OK, I know that if I need to get something from Japan or China, I go straight to Thomas Cleary, but, should I be looking for Homer, all I have is memories of falling asleep in high school and college. I hear a lot about this Fagles character and I vaguely recall a high school translation of the Odyessy that was almost a novelization of the poem, but don’t recall liking either very much. Considering that I can’t even find two summaries that sound like the same story, I’m losing hope that there’s a “definitive” version, or at least one that doesn’t completely suck.
I’m looking for something that keeps some of the fun in terms of the structure wihout getting bogged down in staying as true to the Greek as possible (leading to stretched rhymes, etc.) and preferably has some footnotes or essays that will fill me in on the background and who’s who sorts of things.
Any suggestions? I’d prefer if I could download it online, are the Gutenberg etexts any good?
My alma mater was heavily into the classics, and the faculty insisted on the Lattimore translation. Highly readable. One thing that might catch you off guard is its use of less-Anglicized versions of certain characters’ names, such as Achilleus instead of Achilles, and Aias instead of Ajax.
I hated Richmond Lattimore’s translation – it reminds me too much of the translations I did back in high school. Too much literality and not enough poetry. (It’s Richmond, btw, not Richard. I made the same mistake for a long time before I noticed it.)
My favorite is Robert Fitzgerald’s. I read his translation of The Odyssey in high school and in college, and as soon as his Iliad came out in paperback I grabbed and read it, too. I’ve been through it several times now.
I like Robert Fagles’ translation, too – it’s the current Penguin verse translation. I have his translations of the Iliad and the Odyssey on audiotape, and have listened to them several times over.
If you want a truly off-the-wall translation, pick up Christopher Logue’s. I don’t think he’s done the whole epic, but you can find individual books, if you look. His translation of Book 16 (“the Patrocleia”) is a HOOT!
I just picked up Chapman’s translation, for historical interest. But I haven’t read it yet.
Another vote for Fitzgerald–he tried to keep the real feel of the original, and didn’t convolute things to fit into a rhyming or scanning scheme that makes more sense in Greek than in English.
Whatever you do, don’t try the translation included in Encyclopædia Brittanica’s Great Books collection (does anyone remember which one that was?). After forcing myself through two pages, I decided that the original Greek would be less archaic.
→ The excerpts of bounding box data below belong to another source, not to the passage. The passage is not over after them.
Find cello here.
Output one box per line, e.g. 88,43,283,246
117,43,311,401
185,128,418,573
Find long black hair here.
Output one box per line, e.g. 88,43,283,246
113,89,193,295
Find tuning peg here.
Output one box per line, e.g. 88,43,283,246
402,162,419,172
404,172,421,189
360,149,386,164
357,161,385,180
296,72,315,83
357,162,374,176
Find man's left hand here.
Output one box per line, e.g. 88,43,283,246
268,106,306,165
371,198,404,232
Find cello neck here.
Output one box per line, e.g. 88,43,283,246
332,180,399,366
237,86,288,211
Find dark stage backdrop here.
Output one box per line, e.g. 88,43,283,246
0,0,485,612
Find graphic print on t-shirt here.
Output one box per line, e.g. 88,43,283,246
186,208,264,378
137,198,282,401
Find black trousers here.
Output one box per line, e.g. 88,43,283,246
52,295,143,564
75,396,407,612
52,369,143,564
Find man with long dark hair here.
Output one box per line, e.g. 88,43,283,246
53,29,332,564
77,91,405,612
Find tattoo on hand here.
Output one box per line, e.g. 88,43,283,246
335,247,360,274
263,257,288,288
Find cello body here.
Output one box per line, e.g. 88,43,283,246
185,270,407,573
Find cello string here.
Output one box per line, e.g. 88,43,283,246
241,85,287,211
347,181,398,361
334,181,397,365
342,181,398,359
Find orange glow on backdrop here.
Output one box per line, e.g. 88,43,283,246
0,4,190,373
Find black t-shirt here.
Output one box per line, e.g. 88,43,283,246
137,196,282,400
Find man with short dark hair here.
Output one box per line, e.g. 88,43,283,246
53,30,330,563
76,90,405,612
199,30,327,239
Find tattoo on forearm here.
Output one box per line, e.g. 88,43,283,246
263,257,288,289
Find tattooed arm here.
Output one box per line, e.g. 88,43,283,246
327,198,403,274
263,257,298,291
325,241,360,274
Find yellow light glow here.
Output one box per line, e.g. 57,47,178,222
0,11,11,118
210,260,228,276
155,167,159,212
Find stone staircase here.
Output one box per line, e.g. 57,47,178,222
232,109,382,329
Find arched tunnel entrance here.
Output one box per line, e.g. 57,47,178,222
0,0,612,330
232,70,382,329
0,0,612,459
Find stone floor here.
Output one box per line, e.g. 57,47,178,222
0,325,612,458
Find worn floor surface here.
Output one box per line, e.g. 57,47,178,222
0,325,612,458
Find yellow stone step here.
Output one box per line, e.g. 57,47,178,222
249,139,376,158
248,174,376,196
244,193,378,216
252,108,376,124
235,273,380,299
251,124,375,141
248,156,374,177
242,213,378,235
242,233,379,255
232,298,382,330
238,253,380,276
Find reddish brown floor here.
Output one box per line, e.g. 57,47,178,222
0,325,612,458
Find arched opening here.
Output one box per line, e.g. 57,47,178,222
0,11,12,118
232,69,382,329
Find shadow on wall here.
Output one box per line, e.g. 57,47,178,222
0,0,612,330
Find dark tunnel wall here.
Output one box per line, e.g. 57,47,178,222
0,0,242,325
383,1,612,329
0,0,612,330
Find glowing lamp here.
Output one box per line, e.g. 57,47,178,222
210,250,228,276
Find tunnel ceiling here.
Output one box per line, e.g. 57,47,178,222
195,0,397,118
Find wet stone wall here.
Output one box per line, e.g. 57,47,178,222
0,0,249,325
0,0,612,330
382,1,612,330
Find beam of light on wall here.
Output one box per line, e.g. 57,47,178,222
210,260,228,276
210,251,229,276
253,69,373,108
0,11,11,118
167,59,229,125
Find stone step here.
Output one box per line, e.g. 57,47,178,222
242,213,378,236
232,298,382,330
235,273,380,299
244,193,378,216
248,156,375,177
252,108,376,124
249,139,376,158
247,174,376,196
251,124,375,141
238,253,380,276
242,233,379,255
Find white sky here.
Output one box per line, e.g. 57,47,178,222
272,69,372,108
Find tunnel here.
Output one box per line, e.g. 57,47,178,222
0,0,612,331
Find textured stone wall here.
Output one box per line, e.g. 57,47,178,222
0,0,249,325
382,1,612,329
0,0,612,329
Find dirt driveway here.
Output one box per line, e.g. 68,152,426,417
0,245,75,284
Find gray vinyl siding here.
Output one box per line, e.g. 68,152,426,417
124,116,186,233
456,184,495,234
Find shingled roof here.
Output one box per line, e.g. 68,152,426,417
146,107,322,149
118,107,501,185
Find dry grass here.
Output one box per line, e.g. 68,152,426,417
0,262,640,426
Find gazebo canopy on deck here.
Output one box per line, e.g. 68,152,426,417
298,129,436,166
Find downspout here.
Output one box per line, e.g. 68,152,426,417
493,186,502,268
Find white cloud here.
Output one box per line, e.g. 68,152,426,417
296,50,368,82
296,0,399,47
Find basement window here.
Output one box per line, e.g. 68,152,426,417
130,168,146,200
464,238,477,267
I did eventually find a better translation… I think it may have been the Lattimore mentioned by Kizarvexius, as it definitely had “Aias” instead of “Ajax” (plural “Aiantes”, since of course, there were two guys by that name).
I think it was Fitzgerald’s – I don’t thin Lattimore did that, but Fitzgerald uses more direct transliterations of the Greek in his text – “Aias” instead of “Ajax”, “Kirke” instead of “Circe”, etc. At least I didn’t immediately visualize a can of cleanser fighting in the Trojan War that way.
I was glad that Wolfgang Petersen managed to restrain himself from having a scene of the Greek heroes graffiting the beaches of Ilium with “Ajax was here.”
After much thought and deciding that I needed something to read on the train, I printed Ian Johnston’s public domain translation (based entirely off the first verse, which I compared to the other online versions). Will let you know how it goes, but if it doesn’t work out for whatever reason, I’m going to switch to Lattimore.